The first challenge that honey presents is that it burns more easily than normal sugar. This problem is usually eliminated by doing your cooking or baking at a slightly lower heat.
The main hurdle to cooking with honey is that it is a liquid. Replacing sugar with honey will ruin some recipes if you don’t make an allowance for the extra liquid that the honey adds.
Most muffins, simple quick slices of bread, yeast bread, etc. you can make the substitution without any adjustment. Cakes, cookies and some other recipes, you should decrease the amount of liquid in the recipe to account for the honey.
Honey is also very easy to use in pies. Since they are already somewhat liquid, you can replace the sugar with honey. If the pie filling seems too runny, just add a little extra thickener before you pour it in your pie shell.
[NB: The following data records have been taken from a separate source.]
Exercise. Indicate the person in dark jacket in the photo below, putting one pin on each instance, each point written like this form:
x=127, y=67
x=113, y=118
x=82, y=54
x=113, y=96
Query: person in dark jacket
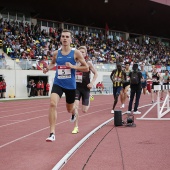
x=136, y=89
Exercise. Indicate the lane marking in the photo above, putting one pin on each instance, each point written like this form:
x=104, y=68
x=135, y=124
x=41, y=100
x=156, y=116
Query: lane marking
x=67, y=156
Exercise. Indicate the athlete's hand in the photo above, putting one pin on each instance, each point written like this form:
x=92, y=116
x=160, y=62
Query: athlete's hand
x=45, y=70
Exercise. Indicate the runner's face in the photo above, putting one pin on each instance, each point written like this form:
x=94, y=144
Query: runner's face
x=66, y=38
x=127, y=66
x=83, y=52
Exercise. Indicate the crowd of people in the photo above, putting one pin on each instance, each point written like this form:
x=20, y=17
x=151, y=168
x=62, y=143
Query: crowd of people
x=28, y=42
x=130, y=83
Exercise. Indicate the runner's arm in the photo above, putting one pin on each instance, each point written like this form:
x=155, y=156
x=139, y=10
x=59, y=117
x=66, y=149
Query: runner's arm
x=52, y=64
x=95, y=75
x=79, y=58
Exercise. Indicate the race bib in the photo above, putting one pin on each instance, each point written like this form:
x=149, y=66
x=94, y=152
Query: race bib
x=79, y=77
x=64, y=72
x=127, y=78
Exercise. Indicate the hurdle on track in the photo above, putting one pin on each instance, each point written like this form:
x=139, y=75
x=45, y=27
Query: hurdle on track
x=163, y=109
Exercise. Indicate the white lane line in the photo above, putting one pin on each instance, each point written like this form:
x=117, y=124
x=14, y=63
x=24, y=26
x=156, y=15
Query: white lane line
x=39, y=111
x=13, y=141
x=67, y=156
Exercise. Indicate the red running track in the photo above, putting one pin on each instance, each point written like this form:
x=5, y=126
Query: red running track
x=24, y=127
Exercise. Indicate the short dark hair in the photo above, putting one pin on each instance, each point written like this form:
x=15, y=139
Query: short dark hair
x=65, y=30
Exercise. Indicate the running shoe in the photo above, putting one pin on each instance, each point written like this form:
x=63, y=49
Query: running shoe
x=112, y=111
x=51, y=138
x=137, y=112
x=73, y=118
x=75, y=130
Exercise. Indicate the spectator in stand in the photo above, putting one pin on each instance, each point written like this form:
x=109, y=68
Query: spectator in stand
x=47, y=89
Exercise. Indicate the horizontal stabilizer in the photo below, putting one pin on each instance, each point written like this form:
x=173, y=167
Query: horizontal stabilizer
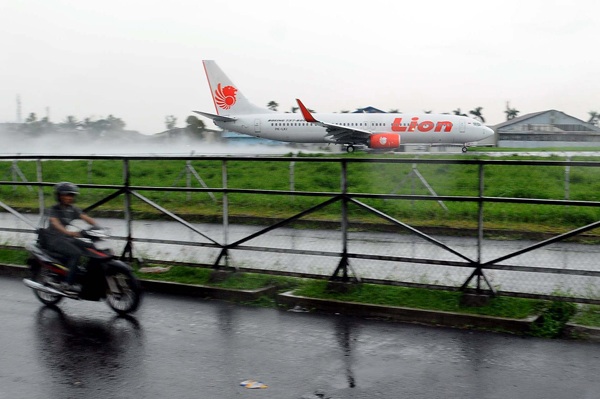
x=217, y=118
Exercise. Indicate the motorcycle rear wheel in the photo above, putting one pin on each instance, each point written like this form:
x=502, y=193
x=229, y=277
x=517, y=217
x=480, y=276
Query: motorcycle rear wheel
x=46, y=298
x=125, y=295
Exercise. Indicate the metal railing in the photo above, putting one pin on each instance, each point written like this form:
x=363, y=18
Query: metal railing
x=471, y=265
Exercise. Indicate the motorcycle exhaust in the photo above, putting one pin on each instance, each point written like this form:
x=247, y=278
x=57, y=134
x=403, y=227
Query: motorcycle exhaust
x=37, y=286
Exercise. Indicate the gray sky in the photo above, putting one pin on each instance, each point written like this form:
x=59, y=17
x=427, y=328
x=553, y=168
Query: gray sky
x=141, y=61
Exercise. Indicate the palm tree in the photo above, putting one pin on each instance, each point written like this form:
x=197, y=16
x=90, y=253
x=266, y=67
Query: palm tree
x=170, y=122
x=511, y=113
x=594, y=117
x=477, y=113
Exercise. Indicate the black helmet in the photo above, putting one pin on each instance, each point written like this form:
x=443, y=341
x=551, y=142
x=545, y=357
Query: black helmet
x=65, y=188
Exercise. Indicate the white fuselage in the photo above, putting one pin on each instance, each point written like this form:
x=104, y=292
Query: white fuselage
x=412, y=128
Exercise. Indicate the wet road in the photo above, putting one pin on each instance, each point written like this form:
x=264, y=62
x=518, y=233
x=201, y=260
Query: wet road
x=189, y=348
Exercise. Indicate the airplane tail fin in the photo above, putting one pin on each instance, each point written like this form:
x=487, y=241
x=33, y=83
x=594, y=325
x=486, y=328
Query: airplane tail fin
x=228, y=99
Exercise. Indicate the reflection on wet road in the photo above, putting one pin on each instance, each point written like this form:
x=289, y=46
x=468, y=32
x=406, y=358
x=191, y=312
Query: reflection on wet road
x=191, y=348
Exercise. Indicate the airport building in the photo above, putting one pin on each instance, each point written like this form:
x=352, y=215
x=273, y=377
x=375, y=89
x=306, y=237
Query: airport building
x=550, y=128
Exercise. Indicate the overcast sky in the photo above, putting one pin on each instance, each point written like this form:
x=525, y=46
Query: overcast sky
x=142, y=61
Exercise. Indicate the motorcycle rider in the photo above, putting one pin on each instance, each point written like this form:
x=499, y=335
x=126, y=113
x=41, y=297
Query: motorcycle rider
x=62, y=240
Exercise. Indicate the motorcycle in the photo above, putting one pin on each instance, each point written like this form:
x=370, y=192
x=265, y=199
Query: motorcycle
x=100, y=276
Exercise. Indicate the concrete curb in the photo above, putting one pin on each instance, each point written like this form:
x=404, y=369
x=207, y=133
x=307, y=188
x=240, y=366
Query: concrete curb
x=411, y=315
x=202, y=291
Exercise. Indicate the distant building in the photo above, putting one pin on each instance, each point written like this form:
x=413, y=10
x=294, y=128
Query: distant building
x=550, y=128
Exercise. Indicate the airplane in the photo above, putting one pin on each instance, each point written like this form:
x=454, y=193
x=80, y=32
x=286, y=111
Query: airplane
x=234, y=112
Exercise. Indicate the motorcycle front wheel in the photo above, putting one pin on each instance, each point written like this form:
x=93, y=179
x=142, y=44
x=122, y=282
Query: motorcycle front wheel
x=123, y=293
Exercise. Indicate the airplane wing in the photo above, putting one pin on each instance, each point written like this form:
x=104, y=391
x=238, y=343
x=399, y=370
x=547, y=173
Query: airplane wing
x=214, y=117
x=336, y=133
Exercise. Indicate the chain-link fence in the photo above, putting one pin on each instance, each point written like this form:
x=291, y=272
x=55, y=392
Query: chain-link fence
x=521, y=228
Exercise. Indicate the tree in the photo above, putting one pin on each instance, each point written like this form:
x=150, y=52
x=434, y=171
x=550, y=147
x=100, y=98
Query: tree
x=170, y=122
x=511, y=113
x=477, y=113
x=70, y=122
x=115, y=123
x=195, y=126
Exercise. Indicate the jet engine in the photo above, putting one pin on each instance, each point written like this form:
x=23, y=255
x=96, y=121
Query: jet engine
x=384, y=140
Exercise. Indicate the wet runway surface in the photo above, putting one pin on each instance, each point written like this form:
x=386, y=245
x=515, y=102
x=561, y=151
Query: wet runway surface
x=176, y=347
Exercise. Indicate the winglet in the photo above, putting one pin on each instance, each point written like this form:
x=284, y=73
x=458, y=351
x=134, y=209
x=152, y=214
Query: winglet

The flavor of honey can sometimes be an issue, but not usually. If you are making a recipe that you don’t want the flavor to be noticeable, there are several things you can try.
First of all, get the mildest flavored honey you can. Usually, that will be very pale clover honey. (The paler the honey, the sweeter and milder the flavor, in general.)
If necessary, you can use part honey, and part some other sweetener, such as apple juice concentrate, agave nectar, stevia, or even sugar if you have to.